Mini violated federal law by telling customers their warranties would be void unless they used Mini parts and official service centers.

BMW Group has dodged a fine and criminal charges in its settlement with the Federal Trade Commission over warranty practices within its Mini division.

The agency had accused the company of violating the Magnuson-Moss Warranty Act by telling customers that their warranty would be void if they did not use official Mini parts and go directly to franchised dealers for maintenance. Such demands can only be made if the parts and services are provided by the company without charge.

The FTC cited documents telling customers that the warranty would not cover repairs that merely include "non-genuine" Mini parts. The program was compliant for the first three years of free warranty coverage, but ran afoul when entering the 'limited' warranty for the fourth year of ownership.

"It's against the law for a dealer to refuse to honor a warranty just because someone else did maintenance or repairs on the car," said Jessica Rich, director of the FTC's consumer-protection bureau. "As a result of this order, BMW will change its practices and give MINI owners information about their rights."

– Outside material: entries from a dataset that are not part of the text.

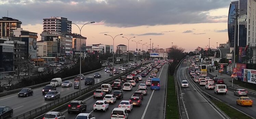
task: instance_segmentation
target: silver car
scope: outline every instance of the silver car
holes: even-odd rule
[[[234,91],[234,95],[236,95],[239,96],[241,95],[247,96],[247,91],[244,89],[238,89]]]
[[[61,97],[61,94],[57,91],[51,91],[48,92],[44,96],[44,100],[55,100]]]
[[[70,81],[66,81],[62,82],[61,86],[62,87],[70,87],[72,86],[72,82]]]

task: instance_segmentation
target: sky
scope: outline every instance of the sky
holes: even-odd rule
[[[113,45],[107,34],[117,36],[114,45],[124,44],[135,50],[136,43],[153,43],[165,48],[173,45],[193,51],[209,44],[228,40],[227,21],[231,0],[0,0],[0,16],[8,16],[22,22],[24,30],[38,33],[43,31],[43,18],[61,16],[81,27],[87,44]],[[72,25],[72,33],[79,33]],[[144,45],[143,50],[146,47]],[[142,50],[142,45],[138,44]],[[149,45],[148,48],[149,48]]]

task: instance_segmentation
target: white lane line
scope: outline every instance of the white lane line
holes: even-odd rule
[[[164,66],[163,67],[163,68],[162,68],[162,69],[161,70],[161,72],[160,72],[160,74],[159,74],[159,76],[158,77],[158,78],[159,78],[160,77],[160,76],[161,76],[161,73],[162,73],[162,71],[163,70],[163,69],[164,69],[164,67],[165,65],[164,65]],[[150,97],[149,98],[149,102],[148,102],[148,104],[147,104],[147,106],[146,106],[146,108],[145,109],[145,110],[144,110],[144,112],[143,113],[143,115],[142,115],[142,116],[141,117],[141,119],[144,119],[144,117],[145,117],[145,115],[146,115],[146,113],[147,111],[147,110],[148,110],[148,108],[149,107],[149,103],[150,103],[150,101],[151,101],[151,98],[152,98],[152,96],[153,96],[153,94],[154,94],[154,92],[155,92],[155,90],[153,90],[153,91],[152,92],[152,93],[151,94],[151,95],[150,95]]]
[[[11,97],[7,97],[7,98],[4,98],[3,99],[2,99],[1,100],[0,100],[0,101],[1,101],[2,100],[4,100],[4,99],[8,99],[8,98],[11,98],[11,97],[13,97],[14,96],[17,96],[17,95],[14,95],[14,96],[11,96]]]
[[[23,107],[23,106],[24,106],[24,105],[23,105],[23,106],[20,106],[20,107],[17,107],[17,108],[14,108],[14,109],[13,109],[13,110],[14,110],[14,109],[17,109],[17,108],[21,108],[21,107]]]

The company has agreed to inform customers of their right to use third-party parts and service without voiding warranty coverage, unless such parts and services are provided for free. The company is also barred from telling customers that they should use official parts and service to ensure a vehicle's safe operation or maintain its value.

Despite the warranty issues, Mini held the second position among mass-market brands in the latest JD Power customer-service index (CSI) study.